Socialismo humanizado

Viernes 3 de julio de 2015

En la creada República de la Nación Misionera y Guaraní, los curas jesuitas se imaginaron primero un país ideal, y luego fueron construyendo paulatinamente una Nación fundada en la justicia, la bondad y en la ecuanimidad bajo un régimen de mínimas leyes. Una sociedad cuyos principios básicos sostuvieron la libertad, el bienestar general y la solidaridad. Lugar donde no existía la avaricia, la codicia, ni la propiedad privada. Donde trabajo y descanso fueron obligatorios y lo que se obtenía de la producción comunitaria –sea venido de la caza, de la pesca, de los frutos recolectados y de los productos implantados- se distribuía según la necesidad de cada uno.
Allí el núcleo familiar fue sostén de la sociedad y a los ancianos se los respetaba venerablemente, pues gozaban de cuidados especiales y revestían de consejeros sociales. Los gobernantes duraban un año en su mandato y luego eran sustituidos por otros, ¡y si no servían, los echaban! No había esclavos entre ellos, y los considerados así fueron los que cometieron fechorías y debían pagar su culpa trabajando el doble.
La república estaba ubicada en plena selva donde levantaron 30 pueblos de leyenda desde el este del río Paraná al oeste del río Uruguay, con sus propios gobernantes, su cabildo y el mismo principio de vida. Y como nadie ambicionaba lo que el vecino tenía, no había guerras entre ellos. No obstante, estaban preparados para defenderse de cualquier ataque externo, como lo hicieron en Mbororé.

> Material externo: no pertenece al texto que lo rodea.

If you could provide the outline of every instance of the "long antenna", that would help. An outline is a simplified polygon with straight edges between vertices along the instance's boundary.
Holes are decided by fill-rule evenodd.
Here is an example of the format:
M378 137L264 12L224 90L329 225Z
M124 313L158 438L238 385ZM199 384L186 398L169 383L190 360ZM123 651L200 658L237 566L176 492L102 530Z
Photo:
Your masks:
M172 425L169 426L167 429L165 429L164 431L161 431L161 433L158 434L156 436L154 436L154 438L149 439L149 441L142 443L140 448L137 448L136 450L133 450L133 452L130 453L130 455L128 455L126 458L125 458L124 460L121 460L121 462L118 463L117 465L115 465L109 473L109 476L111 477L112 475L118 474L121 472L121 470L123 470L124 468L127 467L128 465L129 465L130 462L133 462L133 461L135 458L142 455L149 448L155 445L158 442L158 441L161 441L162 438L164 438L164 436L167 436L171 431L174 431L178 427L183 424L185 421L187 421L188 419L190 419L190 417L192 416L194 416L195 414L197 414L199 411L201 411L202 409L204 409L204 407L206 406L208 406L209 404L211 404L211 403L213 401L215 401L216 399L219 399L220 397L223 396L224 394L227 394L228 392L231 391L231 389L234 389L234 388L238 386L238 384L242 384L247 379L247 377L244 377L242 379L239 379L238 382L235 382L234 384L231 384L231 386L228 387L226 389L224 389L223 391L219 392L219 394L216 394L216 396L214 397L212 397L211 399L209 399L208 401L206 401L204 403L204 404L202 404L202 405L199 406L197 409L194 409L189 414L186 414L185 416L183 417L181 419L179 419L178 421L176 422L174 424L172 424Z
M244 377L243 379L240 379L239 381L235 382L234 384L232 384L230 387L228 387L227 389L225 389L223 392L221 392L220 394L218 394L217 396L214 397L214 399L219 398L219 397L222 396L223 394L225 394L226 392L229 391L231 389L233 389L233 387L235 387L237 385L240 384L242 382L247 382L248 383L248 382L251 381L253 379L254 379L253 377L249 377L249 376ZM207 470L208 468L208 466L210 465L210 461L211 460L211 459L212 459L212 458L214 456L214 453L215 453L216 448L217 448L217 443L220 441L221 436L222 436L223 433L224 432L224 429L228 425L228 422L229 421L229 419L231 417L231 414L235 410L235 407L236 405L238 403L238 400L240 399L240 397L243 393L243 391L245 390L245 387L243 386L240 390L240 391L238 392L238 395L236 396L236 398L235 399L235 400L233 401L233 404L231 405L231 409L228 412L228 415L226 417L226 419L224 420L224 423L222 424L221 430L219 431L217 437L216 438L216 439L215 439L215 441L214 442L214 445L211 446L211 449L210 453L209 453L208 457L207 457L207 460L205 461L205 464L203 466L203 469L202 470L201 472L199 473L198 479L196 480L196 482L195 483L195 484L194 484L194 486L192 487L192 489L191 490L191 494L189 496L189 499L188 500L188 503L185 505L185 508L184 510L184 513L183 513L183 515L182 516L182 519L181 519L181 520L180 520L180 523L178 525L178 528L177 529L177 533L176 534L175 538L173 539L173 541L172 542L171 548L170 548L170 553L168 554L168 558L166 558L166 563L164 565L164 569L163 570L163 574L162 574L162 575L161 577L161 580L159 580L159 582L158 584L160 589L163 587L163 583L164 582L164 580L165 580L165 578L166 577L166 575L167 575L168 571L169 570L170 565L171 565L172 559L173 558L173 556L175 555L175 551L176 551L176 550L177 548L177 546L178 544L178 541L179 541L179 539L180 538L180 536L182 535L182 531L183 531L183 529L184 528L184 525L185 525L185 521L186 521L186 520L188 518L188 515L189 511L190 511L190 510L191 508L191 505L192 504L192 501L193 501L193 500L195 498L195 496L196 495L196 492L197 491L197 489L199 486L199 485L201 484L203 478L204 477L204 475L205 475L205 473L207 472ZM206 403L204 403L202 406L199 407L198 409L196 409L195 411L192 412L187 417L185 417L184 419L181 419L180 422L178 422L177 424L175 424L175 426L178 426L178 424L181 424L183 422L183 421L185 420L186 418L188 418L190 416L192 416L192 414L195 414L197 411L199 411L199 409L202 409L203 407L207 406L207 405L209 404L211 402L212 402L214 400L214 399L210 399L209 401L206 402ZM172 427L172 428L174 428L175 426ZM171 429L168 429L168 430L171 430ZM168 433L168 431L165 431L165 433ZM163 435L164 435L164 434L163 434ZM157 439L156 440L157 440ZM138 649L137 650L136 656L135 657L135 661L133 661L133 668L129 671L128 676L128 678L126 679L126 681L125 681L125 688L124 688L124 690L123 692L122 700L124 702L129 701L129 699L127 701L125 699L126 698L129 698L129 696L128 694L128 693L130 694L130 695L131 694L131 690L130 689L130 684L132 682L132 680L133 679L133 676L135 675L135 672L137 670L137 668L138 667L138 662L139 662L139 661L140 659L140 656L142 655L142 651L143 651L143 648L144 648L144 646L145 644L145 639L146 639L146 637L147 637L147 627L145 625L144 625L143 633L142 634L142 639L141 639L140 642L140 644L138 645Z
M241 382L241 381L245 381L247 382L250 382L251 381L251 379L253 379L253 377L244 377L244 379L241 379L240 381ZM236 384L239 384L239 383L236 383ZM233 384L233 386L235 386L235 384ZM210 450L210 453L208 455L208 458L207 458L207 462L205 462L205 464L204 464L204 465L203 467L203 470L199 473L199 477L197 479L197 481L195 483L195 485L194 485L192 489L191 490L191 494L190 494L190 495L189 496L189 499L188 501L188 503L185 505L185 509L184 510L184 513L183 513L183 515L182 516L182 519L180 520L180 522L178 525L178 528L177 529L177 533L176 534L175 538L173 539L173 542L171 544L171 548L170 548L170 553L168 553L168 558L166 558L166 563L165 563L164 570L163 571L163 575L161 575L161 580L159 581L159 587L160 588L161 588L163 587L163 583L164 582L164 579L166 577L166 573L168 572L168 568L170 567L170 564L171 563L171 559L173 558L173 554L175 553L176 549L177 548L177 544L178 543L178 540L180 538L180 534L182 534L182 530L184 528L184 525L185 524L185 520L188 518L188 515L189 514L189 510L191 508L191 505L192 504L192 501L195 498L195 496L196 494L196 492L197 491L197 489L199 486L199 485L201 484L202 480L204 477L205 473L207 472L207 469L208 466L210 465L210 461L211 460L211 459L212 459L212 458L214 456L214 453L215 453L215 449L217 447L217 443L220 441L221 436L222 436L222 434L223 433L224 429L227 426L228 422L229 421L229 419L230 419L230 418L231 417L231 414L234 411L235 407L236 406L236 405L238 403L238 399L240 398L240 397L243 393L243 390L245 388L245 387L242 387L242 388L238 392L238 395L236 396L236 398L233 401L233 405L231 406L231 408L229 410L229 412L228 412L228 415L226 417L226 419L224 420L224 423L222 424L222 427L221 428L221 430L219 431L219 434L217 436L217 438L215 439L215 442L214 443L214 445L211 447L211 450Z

La Nación Misionera y Guaraní fue un país ideal hecho realidad, donde supieron convivir por décadas no más de 150 curas y 200 mil habitantes del Guarán. Asimismo, eran propietarios en comunión cooperativa de  extensísimas superficies de tierras que albergaban a miles de cabezas de ganado de diversas especies y eran ricos en yerba, algodón, madera, cueros y otros cultivos menores. Comunidad que se autoabastecía y solamente adquiría de exterior el papel para la imprenta y los metales destinados a elaborar instrumentos y utensilios, pues confeccionaban hasta la ropa.
Entonces se entiende que el abanico de enemigos, entre estos iluminados y agnósticos, temerosos que el modelo social se extendiera por las colonias, los acusaran de oscurantistas y retrógrados en afán de destruirlos. Se entienda también que sus detractores terminaron por aglutinarse como las plaquetas en la herida con el común objetivo de satisfacer apetitos personales y rapiñar sus riquezas. Aquelarre de reyes rencorosos, cortesanos haraganes, monjes envidiosos, congregaciones celosas, funcionarios avaros y los ambiciosos de siempre. Demasiada potencia reunida para que un puñado de curas desamparados pudiera defenderse mediante la cruz y los santos evangelios sus antiguas armas. ¡Y los echaron! Echaron a los que antes servían y ahora no. Y expulsaron a quienes fastidiaban sus conciencias por cuanto el ejemplo ético de sus vidas se expandió cual elíptico mensaje al mundo civilizado, contrastando de manera total con los placeres que deleitaban y entretenían a los grandes señores.
Entonces debe interpretarse que nuestra antigua patria misionera, inspiración del cura ignaciano Ruiz de Montoya, fue socialista bajo un régimen moral, ético y humanista único, jamás superado en la historia de la humanidad. Y los misioneros debemos sentirnos orgullosos de nuestra primera historia que carecen las otras provincias argentinas. Y de la segunda que comienza con Andrés Guacurarí.